Oude Testament

Nieuwe Testament

Jesaja 3:8-19 Het Boek (HTB)

8. Israëls regering is machteloos en Juda kan niets doen, omdat zij in woord en daad tegen de Here zijn opgestaan en Hem niet willen vereren, zij beledigen openlijk zijn glorie.

9. De uitdrukking op hun gezichten getuigt tegen hen en laat zien dat zij schuldig zijn. Zij spreken onbekommerd over hun zonden, net als men in Sodom deed, zij schamen zich er zelfs niet voor. Het loopt slecht met hen af, maar het is hun eigen schuld.

10. Maar met de rechtvaardige en godvrezende man gaat het goed, een grote beloning staat hem te wachten.

11. Maar met de goddeloze loopt het slecht af, ook hij krijgt zijn verdiende loon.

12. Ach mijn volk! Uw verdrukkers zijn nog maar kinderen en vrouwen overheersen u. Uw leiders zijn misleiders geworden!

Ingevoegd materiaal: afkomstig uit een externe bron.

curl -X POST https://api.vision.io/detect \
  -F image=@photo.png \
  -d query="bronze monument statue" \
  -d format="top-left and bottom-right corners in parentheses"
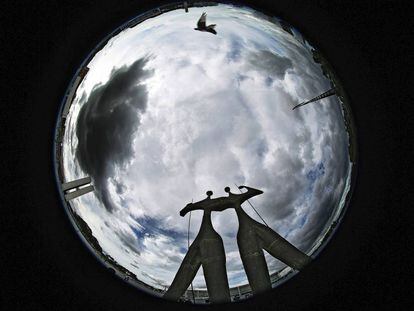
top-left (164, 191), bottom-right (230, 303)
top-left (164, 186), bottom-right (312, 303)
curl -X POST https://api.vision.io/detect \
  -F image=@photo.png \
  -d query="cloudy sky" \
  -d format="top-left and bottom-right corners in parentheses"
top-left (63, 5), bottom-right (351, 288)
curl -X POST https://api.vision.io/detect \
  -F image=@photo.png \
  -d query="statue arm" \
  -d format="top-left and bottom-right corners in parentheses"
top-left (239, 186), bottom-right (263, 203)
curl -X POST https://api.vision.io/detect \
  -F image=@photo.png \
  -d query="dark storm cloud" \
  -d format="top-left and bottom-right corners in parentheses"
top-left (249, 50), bottom-right (293, 79)
top-left (76, 58), bottom-right (152, 211)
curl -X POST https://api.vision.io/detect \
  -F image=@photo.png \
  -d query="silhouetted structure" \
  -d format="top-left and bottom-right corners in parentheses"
top-left (194, 12), bottom-right (217, 35)
top-left (62, 177), bottom-right (94, 201)
top-left (164, 191), bottom-right (230, 303)
top-left (164, 186), bottom-right (311, 303)
top-left (292, 88), bottom-right (336, 110)
top-left (224, 186), bottom-right (311, 294)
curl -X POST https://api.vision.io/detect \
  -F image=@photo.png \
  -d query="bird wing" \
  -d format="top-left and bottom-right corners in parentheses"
top-left (197, 12), bottom-right (207, 28)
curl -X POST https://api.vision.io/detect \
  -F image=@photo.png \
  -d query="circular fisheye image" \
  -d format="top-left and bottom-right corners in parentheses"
top-left (55, 2), bottom-right (356, 304)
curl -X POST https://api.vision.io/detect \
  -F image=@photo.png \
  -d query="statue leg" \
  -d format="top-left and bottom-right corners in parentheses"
top-left (256, 224), bottom-right (312, 270)
top-left (200, 237), bottom-right (231, 303)
top-left (237, 228), bottom-right (272, 294)
top-left (163, 243), bottom-right (201, 301)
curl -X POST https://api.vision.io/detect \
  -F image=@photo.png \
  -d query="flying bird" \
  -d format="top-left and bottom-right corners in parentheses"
top-left (194, 12), bottom-right (217, 35)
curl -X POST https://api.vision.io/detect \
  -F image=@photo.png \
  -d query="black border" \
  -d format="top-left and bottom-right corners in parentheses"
top-left (0, 0), bottom-right (413, 310)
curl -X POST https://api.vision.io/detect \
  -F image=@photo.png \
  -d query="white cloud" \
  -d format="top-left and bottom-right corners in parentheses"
top-left (64, 5), bottom-right (350, 287)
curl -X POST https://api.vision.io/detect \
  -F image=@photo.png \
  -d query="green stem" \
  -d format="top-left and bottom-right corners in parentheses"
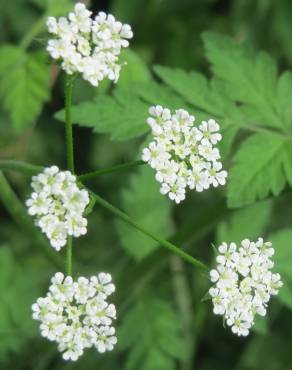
top-left (65, 75), bottom-right (74, 276)
top-left (89, 190), bottom-right (208, 270)
top-left (78, 161), bottom-right (145, 181)
top-left (66, 236), bottom-right (72, 276)
top-left (65, 74), bottom-right (74, 173)
top-left (0, 160), bottom-right (43, 176)
top-left (0, 171), bottom-right (62, 268)
top-left (20, 13), bottom-right (47, 50)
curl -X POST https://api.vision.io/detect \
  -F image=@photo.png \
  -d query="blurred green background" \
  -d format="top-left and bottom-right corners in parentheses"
top-left (0, 0), bottom-right (292, 370)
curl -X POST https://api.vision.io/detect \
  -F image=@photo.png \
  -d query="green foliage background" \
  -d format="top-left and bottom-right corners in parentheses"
top-left (0, 0), bottom-right (292, 370)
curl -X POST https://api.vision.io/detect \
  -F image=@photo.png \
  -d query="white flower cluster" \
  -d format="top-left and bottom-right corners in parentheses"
top-left (209, 238), bottom-right (283, 336)
top-left (142, 105), bottom-right (227, 203)
top-left (26, 166), bottom-right (89, 251)
top-left (32, 272), bottom-right (117, 361)
top-left (47, 3), bottom-right (133, 86)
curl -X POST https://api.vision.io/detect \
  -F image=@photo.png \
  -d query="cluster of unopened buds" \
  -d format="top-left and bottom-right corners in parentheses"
top-left (32, 272), bottom-right (117, 361)
top-left (142, 105), bottom-right (227, 203)
top-left (209, 238), bottom-right (282, 336)
top-left (26, 166), bottom-right (89, 251)
top-left (47, 3), bottom-right (133, 86)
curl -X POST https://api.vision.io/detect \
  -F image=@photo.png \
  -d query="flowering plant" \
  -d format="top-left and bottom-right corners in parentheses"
top-left (0, 0), bottom-right (292, 370)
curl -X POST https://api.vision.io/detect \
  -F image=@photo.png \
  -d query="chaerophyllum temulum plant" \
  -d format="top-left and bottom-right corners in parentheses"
top-left (3, 3), bottom-right (291, 361)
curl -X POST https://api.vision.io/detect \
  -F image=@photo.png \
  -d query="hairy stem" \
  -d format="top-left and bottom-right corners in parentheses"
top-left (65, 75), bottom-right (74, 276)
top-left (65, 75), bottom-right (75, 173)
top-left (66, 236), bottom-right (72, 276)
top-left (0, 171), bottom-right (62, 268)
top-left (89, 190), bottom-right (208, 270)
top-left (78, 161), bottom-right (145, 181)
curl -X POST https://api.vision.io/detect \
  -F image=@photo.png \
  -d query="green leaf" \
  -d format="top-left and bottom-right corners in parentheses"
top-left (217, 201), bottom-right (272, 243)
top-left (0, 247), bottom-right (39, 361)
top-left (55, 89), bottom-right (149, 140)
top-left (133, 81), bottom-right (187, 110)
top-left (269, 229), bottom-right (292, 309)
top-left (276, 72), bottom-right (292, 127)
top-left (227, 133), bottom-right (292, 207)
top-left (117, 165), bottom-right (171, 260)
top-left (119, 297), bottom-right (185, 370)
top-left (0, 45), bottom-right (49, 132)
top-left (154, 66), bottom-right (213, 112)
top-left (118, 49), bottom-right (151, 88)
top-left (203, 32), bottom-right (285, 128)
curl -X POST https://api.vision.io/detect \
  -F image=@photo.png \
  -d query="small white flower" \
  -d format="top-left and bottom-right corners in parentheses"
top-left (142, 105), bottom-right (227, 203)
top-left (32, 272), bottom-right (117, 361)
top-left (26, 166), bottom-right (89, 251)
top-left (209, 238), bottom-right (283, 336)
top-left (47, 3), bottom-right (133, 86)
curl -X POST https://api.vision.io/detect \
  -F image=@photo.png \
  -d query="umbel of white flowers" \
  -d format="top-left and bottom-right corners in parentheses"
top-left (32, 272), bottom-right (117, 361)
top-left (142, 105), bottom-right (227, 203)
top-left (209, 238), bottom-right (283, 336)
top-left (47, 3), bottom-right (133, 86)
top-left (26, 166), bottom-right (89, 251)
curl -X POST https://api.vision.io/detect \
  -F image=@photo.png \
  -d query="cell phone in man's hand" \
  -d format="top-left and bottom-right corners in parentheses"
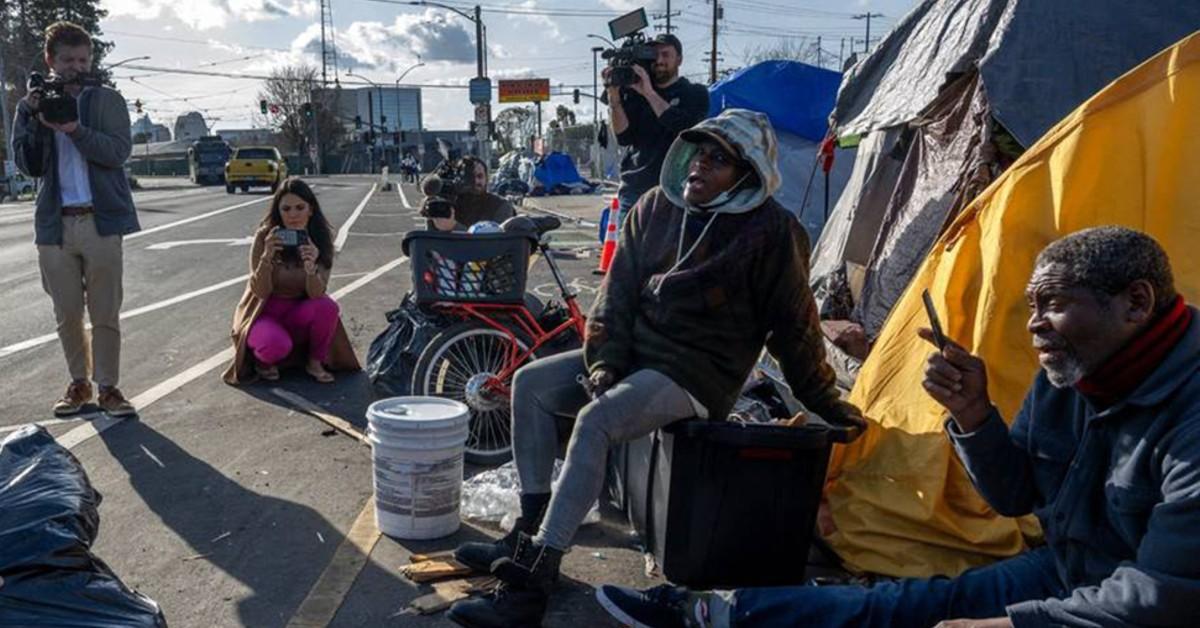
top-left (275, 229), bottom-right (308, 249)
top-left (920, 289), bottom-right (946, 351)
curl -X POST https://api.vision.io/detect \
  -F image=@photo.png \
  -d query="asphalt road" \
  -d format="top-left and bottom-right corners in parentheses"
top-left (0, 177), bottom-right (655, 627)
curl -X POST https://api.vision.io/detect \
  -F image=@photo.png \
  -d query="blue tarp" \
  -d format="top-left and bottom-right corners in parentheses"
top-left (708, 61), bottom-right (841, 142)
top-left (533, 152), bottom-right (587, 190)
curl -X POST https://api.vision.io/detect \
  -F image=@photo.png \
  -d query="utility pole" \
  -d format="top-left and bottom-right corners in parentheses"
top-left (367, 88), bottom-right (374, 174)
top-left (708, 0), bottom-right (721, 85)
top-left (0, 49), bottom-right (12, 171)
top-left (851, 11), bottom-right (883, 53)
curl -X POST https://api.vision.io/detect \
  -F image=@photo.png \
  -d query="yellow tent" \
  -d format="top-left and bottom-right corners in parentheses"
top-left (826, 32), bottom-right (1200, 576)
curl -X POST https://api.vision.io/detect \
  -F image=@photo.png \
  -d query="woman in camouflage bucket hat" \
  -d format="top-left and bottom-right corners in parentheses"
top-left (449, 109), bottom-right (862, 627)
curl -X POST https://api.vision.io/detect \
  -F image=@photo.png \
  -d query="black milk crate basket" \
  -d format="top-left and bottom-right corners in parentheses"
top-left (403, 231), bottom-right (532, 305)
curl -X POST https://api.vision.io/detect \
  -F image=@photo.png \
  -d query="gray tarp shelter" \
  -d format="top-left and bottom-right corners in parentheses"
top-left (812, 0), bottom-right (1200, 341)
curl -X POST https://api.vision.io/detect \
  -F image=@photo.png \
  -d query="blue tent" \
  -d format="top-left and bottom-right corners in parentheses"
top-left (708, 61), bottom-right (854, 241)
top-left (533, 152), bottom-right (587, 192)
top-left (708, 61), bottom-right (841, 142)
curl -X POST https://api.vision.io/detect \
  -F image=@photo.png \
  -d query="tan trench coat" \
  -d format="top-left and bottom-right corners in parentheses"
top-left (222, 228), bottom-right (361, 384)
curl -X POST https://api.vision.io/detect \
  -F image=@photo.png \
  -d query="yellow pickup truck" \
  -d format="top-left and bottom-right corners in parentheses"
top-left (226, 146), bottom-right (288, 195)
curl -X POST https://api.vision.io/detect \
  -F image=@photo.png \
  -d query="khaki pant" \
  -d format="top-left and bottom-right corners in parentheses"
top-left (37, 214), bottom-right (124, 387)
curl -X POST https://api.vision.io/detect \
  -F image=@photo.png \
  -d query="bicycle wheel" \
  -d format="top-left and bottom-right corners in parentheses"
top-left (413, 321), bottom-right (529, 466)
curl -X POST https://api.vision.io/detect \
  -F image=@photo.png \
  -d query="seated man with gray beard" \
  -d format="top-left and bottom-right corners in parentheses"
top-left (596, 227), bottom-right (1200, 628)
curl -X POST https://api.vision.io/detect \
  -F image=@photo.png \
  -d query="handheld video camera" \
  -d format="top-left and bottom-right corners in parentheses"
top-left (600, 8), bottom-right (659, 88)
top-left (25, 72), bottom-right (101, 125)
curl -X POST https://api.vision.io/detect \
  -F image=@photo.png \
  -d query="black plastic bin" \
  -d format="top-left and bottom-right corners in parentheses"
top-left (610, 420), bottom-right (852, 588)
top-left (403, 231), bottom-right (530, 305)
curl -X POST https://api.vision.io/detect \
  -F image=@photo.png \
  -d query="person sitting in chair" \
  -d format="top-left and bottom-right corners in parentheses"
top-left (596, 227), bottom-right (1200, 628)
top-left (449, 109), bottom-right (862, 627)
top-left (421, 155), bottom-right (516, 231)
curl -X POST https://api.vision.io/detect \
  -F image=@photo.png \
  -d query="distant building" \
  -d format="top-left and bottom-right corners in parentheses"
top-left (175, 112), bottom-right (209, 140)
top-left (321, 85), bottom-right (425, 132)
top-left (216, 128), bottom-right (282, 146)
top-left (130, 114), bottom-right (170, 144)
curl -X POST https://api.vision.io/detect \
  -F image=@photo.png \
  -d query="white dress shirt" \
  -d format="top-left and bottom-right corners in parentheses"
top-left (54, 131), bottom-right (91, 208)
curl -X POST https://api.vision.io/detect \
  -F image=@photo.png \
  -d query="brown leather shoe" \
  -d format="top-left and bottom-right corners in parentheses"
top-left (54, 379), bottom-right (91, 417)
top-left (96, 387), bottom-right (138, 417)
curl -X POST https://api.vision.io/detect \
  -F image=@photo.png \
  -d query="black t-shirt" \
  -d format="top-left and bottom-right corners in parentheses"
top-left (617, 77), bottom-right (708, 196)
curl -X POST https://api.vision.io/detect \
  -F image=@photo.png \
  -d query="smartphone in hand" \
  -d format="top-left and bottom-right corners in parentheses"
top-left (275, 229), bottom-right (308, 249)
top-left (920, 289), bottom-right (946, 351)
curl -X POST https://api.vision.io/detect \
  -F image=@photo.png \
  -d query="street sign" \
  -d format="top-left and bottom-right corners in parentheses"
top-left (468, 77), bottom-right (492, 104)
top-left (475, 104), bottom-right (492, 125)
top-left (500, 78), bottom-right (550, 102)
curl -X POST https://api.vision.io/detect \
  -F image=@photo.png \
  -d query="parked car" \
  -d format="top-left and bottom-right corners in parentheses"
top-left (226, 146), bottom-right (288, 195)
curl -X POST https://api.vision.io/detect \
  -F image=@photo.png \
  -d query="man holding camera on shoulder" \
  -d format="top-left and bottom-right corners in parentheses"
top-left (12, 22), bottom-right (140, 417)
top-left (602, 35), bottom-right (708, 227)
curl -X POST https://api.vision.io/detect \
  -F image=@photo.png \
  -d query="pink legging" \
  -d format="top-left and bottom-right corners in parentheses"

Zij maken de rechte weg die vóór u lag tot een doolhof.

13. Maar de Here maakt Zich klaar voor zijn rechtszaak waarin Hij de volken als beklaagden oproept!

14. De eersten die de Here zal aanklagen, zijn de oudsten en de edelen, want zij hebben de armen beroofd. Zij hebben hun huizen met hun buit gevuld.

15. ‘Wat bezielt u dat u mijn volk vertrapt en weerlozen mishandelt?’ zal de Here van de hemelse legers hun vragen.

16. Daarna zal Hij de verwaande vrouwen van Jeruzalem berechten. Zij schrijden door de straten met hun neus in de lucht en met rinkelende ringen om hun enkels. Begerig lonken zij naar de mannen.

17. De Here zal een plaag sturen die hun schedels schurftig maakt en hen openlijk vernederen.

18. Zij zullen onder het lopen niet langer zelfverzekerd rinkelen. Want de Here zal hun mooie sieraden wegnemen,

19. hun halskettingen en armbanden en hun prachtige sluiers.